Author: Stepan Konecny
Client -> API Gateway (REST, API key auth) -> VPC Link -> NLB -> EC2 (g5.xlarge, NVIDIA GPU) -> Ollama (Docker)
ollama-aws/
├── terraform/ # Infrastructure as Code (Terraform)
│ ├── main.tf # VPC, EC2 (g5.xlarge), NLB, API Gateway, security groups
│ ├── variables.tf # Configurable parameters (region, AMI, SSH key)

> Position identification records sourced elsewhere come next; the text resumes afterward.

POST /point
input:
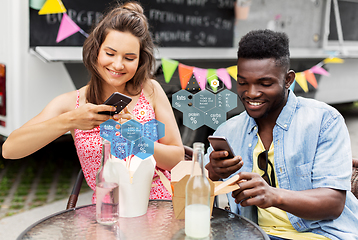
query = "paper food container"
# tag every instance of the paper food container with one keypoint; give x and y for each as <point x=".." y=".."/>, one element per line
<point x="135" y="182"/>
<point x="180" y="175"/>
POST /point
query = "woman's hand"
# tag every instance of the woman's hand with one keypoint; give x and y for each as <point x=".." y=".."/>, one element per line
<point x="124" y="116"/>
<point x="87" y="117"/>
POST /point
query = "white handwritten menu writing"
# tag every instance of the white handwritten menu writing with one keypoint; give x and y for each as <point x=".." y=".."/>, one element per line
<point x="192" y="23"/>
<point x="174" y="23"/>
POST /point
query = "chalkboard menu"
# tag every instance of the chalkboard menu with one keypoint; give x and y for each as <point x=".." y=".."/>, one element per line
<point x="173" y="23"/>
<point x="349" y="20"/>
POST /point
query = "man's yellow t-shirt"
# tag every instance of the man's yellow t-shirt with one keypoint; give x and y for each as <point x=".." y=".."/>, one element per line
<point x="273" y="220"/>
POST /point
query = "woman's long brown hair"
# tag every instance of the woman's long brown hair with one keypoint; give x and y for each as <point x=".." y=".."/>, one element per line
<point x="128" y="17"/>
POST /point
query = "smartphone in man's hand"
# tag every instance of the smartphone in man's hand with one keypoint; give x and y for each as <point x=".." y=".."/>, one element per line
<point x="221" y="144"/>
<point x="118" y="100"/>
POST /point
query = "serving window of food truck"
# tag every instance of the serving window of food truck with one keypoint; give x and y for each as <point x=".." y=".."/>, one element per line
<point x="42" y="60"/>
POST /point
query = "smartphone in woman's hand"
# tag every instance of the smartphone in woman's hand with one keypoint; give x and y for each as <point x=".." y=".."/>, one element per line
<point x="118" y="100"/>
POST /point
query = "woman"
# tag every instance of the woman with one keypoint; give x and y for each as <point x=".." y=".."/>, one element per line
<point x="119" y="55"/>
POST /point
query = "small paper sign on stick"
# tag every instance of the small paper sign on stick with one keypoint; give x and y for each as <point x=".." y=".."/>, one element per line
<point x="67" y="28"/>
<point x="52" y="6"/>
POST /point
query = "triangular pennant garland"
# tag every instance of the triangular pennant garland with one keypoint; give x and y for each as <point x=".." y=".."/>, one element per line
<point x="333" y="60"/>
<point x="292" y="87"/>
<point x="67" y="28"/>
<point x="319" y="70"/>
<point x="52" y="6"/>
<point x="232" y="71"/>
<point x="224" y="76"/>
<point x="212" y="79"/>
<point x="200" y="76"/>
<point x="37" y="4"/>
<point x="185" y="73"/>
<point x="301" y="80"/>
<point x="169" y="66"/>
<point x="212" y="76"/>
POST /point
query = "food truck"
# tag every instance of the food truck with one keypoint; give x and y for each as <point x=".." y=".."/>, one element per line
<point x="35" y="67"/>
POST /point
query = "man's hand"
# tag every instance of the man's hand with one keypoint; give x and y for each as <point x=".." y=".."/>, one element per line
<point x="254" y="191"/>
<point x="221" y="167"/>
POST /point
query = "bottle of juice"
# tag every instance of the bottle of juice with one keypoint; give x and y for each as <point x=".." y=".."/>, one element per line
<point x="197" y="198"/>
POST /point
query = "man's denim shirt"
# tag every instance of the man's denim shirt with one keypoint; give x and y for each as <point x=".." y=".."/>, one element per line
<point x="312" y="150"/>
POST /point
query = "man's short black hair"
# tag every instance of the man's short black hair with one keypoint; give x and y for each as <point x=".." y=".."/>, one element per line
<point x="261" y="44"/>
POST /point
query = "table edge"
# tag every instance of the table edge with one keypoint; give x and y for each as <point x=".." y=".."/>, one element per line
<point x="20" y="237"/>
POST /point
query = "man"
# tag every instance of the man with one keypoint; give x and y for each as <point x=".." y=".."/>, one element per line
<point x="293" y="154"/>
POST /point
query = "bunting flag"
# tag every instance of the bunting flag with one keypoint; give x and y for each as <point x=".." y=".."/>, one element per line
<point x="333" y="60"/>
<point x="200" y="76"/>
<point x="319" y="70"/>
<point x="301" y="80"/>
<point x="212" y="79"/>
<point x="310" y="77"/>
<point x="292" y="87"/>
<point x="52" y="6"/>
<point x="232" y="71"/>
<point x="67" y="28"/>
<point x="212" y="76"/>
<point x="224" y="76"/>
<point x="169" y="66"/>
<point x="37" y="4"/>
<point x="185" y="73"/>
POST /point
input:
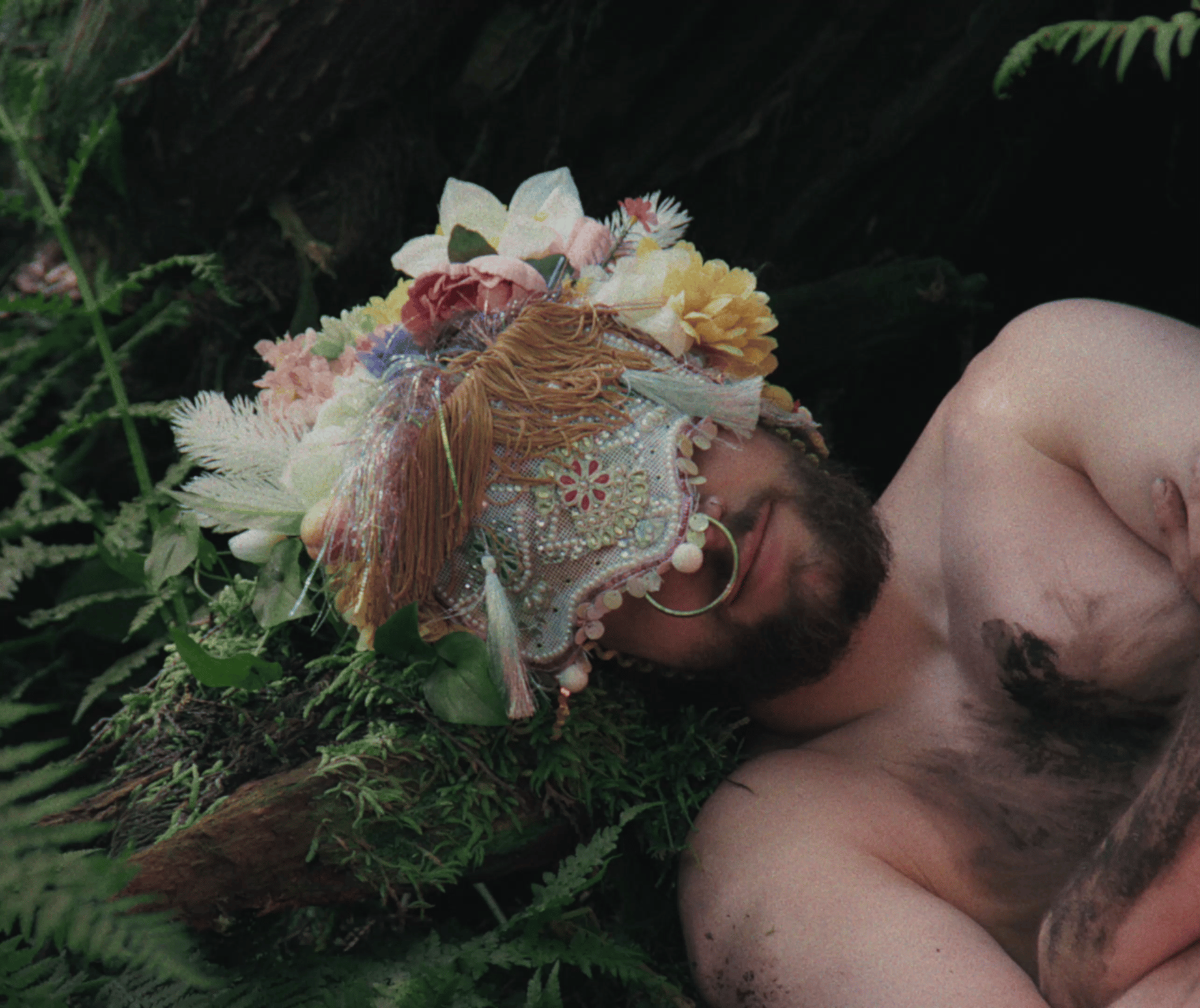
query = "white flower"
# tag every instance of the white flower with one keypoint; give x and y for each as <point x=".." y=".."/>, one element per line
<point x="672" y="222"/>
<point x="255" y="545"/>
<point x="636" y="289"/>
<point x="542" y="214"/>
<point x="317" y="464"/>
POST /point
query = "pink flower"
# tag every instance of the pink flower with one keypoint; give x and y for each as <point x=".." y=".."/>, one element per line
<point x="488" y="284"/>
<point x="588" y="244"/>
<point x="640" y="211"/>
<point x="299" y="382"/>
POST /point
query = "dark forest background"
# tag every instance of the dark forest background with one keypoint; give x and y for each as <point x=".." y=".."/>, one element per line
<point x="816" y="144"/>
<point x="854" y="155"/>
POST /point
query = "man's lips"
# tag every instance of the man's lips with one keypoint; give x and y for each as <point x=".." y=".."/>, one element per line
<point x="748" y="550"/>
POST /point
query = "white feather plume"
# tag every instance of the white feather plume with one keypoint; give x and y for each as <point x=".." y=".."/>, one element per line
<point x="248" y="451"/>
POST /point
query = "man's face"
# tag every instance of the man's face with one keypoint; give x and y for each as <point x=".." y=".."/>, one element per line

│ └── outputs.tf # Terraform outputs (instance IP, API URL, API key)
├── scripts/
│ ├── setup-gpu.sh # EC2 user_data - installs NVIDIA drivers, Docker, Ollama
│ └── deploy-ollama.sh # Manual redeployment script for Ollama container
├── examples/
│ ├── client.py # Python client - generate, chat, list models
│ └── client.js # JavaScript/Node.js client - same functionality
├── tests/
│ ├── test_api.py # Functional tests - connectivity, auth, generation, error handling
│ └── benchmark.py # Performance benchmark - latency, TTFT, throughput
└── docker-compose.yml # Docker Compose config for Ollama with GPU passthrough
| Resource | Details |
|---|---|
| VPC | 10.0.0.0/16, public + private subnet |
| EC2 | g5.xlarge (NVIDIA A10G GPU, 24GB VRAM), Ubuntu 24.04, 100GB gp3 |
| NLB | Internal Network Load Balancer, TCP forwarding to port 11434 |
| API Gateway | REST API with API key authentication, VPC Link to NLB |
# Deploy infrastructure
cd terraform
terraform init
terraform apply
# Test API
python tests/test_api.py <API_URL> <API_KEY>
# Run benchmark
python tests/benchmark.py <API_URL> <API_KEY>